- Episode no.: Season 3 Episode 13
- Directed by: Meera Menon
- Written by: Suzanne Heathcote
- Original air date: October 1, 2017
- Running time: 43 minutes

Guest appearances
- Michael Greyeyes as Qaletaqa Walker; Linda Gehringer as Christine; Michael William Freeman as Blake Sarno; Justin Rain as Lee;

Episode chronology
| ← Previous "Brother's Keeper" | Next → "El Matadero" |
- Fear the Walking Dead (season 3)

= This Land Is Your Land (Fear the Walking Dead) =

"This Land Is Your Land" is the thirteenth episode of the third season of the post-apocalyptic horror television series Fear the Walking Dead, which aired on AMC on October 1, 2017. The episode received positive reviews from critics. It marks the final regular appearance of Sam Underwood (Jake Otto), who died in the previous episode.

== Plot ==
The pantry into which Alicia evacuated everyone doesn't have enough air for them all; she asks for those bitten to come forward. A dozen people are given morphine and euthanized. Distraught as their executioner, Alicia bonds with 9/11 widow Christine.
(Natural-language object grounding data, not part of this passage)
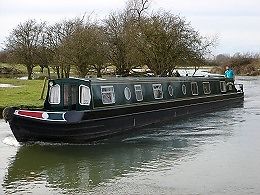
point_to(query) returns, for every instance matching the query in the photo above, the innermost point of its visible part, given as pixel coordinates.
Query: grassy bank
(25, 94)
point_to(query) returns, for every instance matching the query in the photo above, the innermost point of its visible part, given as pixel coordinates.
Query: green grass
(25, 95)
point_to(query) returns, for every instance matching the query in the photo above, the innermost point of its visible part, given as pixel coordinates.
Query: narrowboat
(82, 110)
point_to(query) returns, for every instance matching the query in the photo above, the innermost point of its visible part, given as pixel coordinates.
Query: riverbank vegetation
(20, 93)
(243, 64)
(130, 38)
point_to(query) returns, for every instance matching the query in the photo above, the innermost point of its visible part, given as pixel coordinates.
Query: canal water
(214, 153)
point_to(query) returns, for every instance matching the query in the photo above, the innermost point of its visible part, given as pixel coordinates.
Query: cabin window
(54, 94)
(138, 92)
(206, 88)
(66, 95)
(127, 93)
(157, 91)
(194, 88)
(84, 95)
(170, 90)
(108, 94)
(183, 88)
(74, 93)
(223, 87)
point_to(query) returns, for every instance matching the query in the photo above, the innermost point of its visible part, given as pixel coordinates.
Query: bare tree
(24, 42)
(56, 35)
(86, 49)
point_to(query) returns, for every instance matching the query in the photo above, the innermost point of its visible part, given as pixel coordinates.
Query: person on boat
(177, 74)
(229, 73)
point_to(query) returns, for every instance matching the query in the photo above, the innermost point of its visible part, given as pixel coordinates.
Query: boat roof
(147, 79)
People begin passing out and rising as the dead; Alicia kills one in a fall before passing out. While crawling through a convoluted vent system, Crazy Dog panics and hyperventilates until he is calmed by Ofelia. Later, Crazy Dog collapses while Ofelia is clearing a zombie from a fan, and she barely survives. Nick and Troy drive through the herd and become trapped in the helicopter. Ofelia and Crazy Dog ignite the ranch's fuel depot. Madison, Strand and Walker return and rescue Nick, Troy and Alicia, the only survivor of the pantry. They prepare to return to the dam but Alicia refuses to go, wanting to go alone to Jake's cabin and find her own way to live in the world.

== Reception ==
"This Land Is Your Land" received critical acclaim. David Zapanta of Den of Geek rated it 4.5/5, crediting the writing, directing, and Debnam-Carey's portrayal of Alicia Clark for a "transformative" episode that "gives The Walking Dead a serious run for its money". Digital Spys Ben Lee called it a "breathtaking and action-packed episode". Paul Tassi of Forbes wrote, "The entire sequence with Alicia in the bunker is one of the best pieces of zombie fiction I've seen in years", praising "This Land Is Your Land" as an example of what separates the series from The Walking Dead. IGNs Matt Fowler noted that while it "wasn't an all-Alicia episode" it "still had an amazing, harrowing Alicia-centric story inside of it - one that really helped shape her character".

=== Ratings ===
"This Land Is Your Land" was seen by 2.38 million viewers in the United States on its original air date, above the previous episodes rating of 2.08 million.